停滞する政治に政治主導を掲げて新風を吹き込み、「国民のための施政」に大いなる期待を抱かせた民主党は政権交代を果たした。しかし、今、円高・株安の金融経済情勢と衆参ねじれの厳しい政治情勢下、よりベターな政党として民主党を政権党に押し上げた大多数の国民は、半ばあきれ、半ば苦々しい思いで、同党内の“政局”を見つめているのではないだろうか。
民主党の代表選挙(9月1日告示、14日投開票)の予兆というには、あまりにも大きな振動があった。「普天間移設問題」や「政治とカネ」など自身の言動を国民に謝罪し、政界引退までをもほのめかしていた鳩山由紀夫前首相が「挙党一致」を大義名分にして迷走。隠然たる実力と勢力を誇り「しばらくは静かにして」いることもできずに菅内閣(執行部)に「否」を突きつけていた小沢一郎同党前幹事長。「政治とカネ」問題に説明責任を果たすことなく、代表選に出馬するという。「政治とカネ」では国民の大多数が抱いた不信感が消えていない。
挙党態勢は瞬く間に霧消。代表選は、菅首相と小沢氏との一騎打ちの公算が大。この結果によっては、またしても首相が短期間で交代し、さらには解散総選挙-党分裂-政界再編までも視野に入れざるを得ない。「結局は、この対決は避け得なかった。党内力学がスッキリする」との見方もあるが、世界に与える日本の政治の信頼は大きく揺らぐことは間違いない。
国民目線の政治はどこに位置づけられるのか。金融政策や雇用をはじめとする追加経済対策はどうなるのか。普天間移設をはじめ沖縄の基地問題など過去のものとなってしまったか。
ポピュリズム(大衆迎合)を利かして当選してしまえば、後は、党内の勢力基盤拡張とポスト獲得、保身に汲きゅう々きゅうとして党内抗争を展開-という作風はどこかの党の過去と何ら変わるところはないではないか。

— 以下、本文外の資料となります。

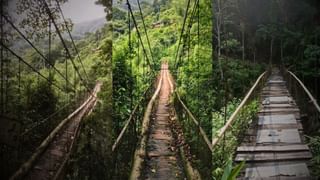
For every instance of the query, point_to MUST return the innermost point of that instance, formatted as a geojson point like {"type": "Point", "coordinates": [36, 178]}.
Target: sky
{"type": "Point", "coordinates": [82, 10]}
{"type": "Point", "coordinates": [77, 10]}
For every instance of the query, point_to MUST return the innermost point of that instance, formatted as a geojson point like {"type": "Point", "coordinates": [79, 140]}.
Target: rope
{"type": "Point", "coordinates": [64, 44]}
{"type": "Point", "coordinates": [73, 43]}
{"type": "Point", "coordinates": [145, 30]}
{"type": "Point", "coordinates": [31, 67]}
{"type": "Point", "coordinates": [139, 35]}
{"type": "Point", "coordinates": [33, 46]}
{"type": "Point", "coordinates": [181, 34]}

参院選惨敗は、菅首相の大きな傷手ではあった。しかし、政権交代で成し遂げようとした理念や政策はどうなるのか。信頼回復のため、マニフェストを再度国民に丁寧に説明すべきである。今「何をなすべきか」。代表選による政局の混迷は許されない。リーダーシップを発揮して現状打開の実効性ある政策の展開こそが求められている。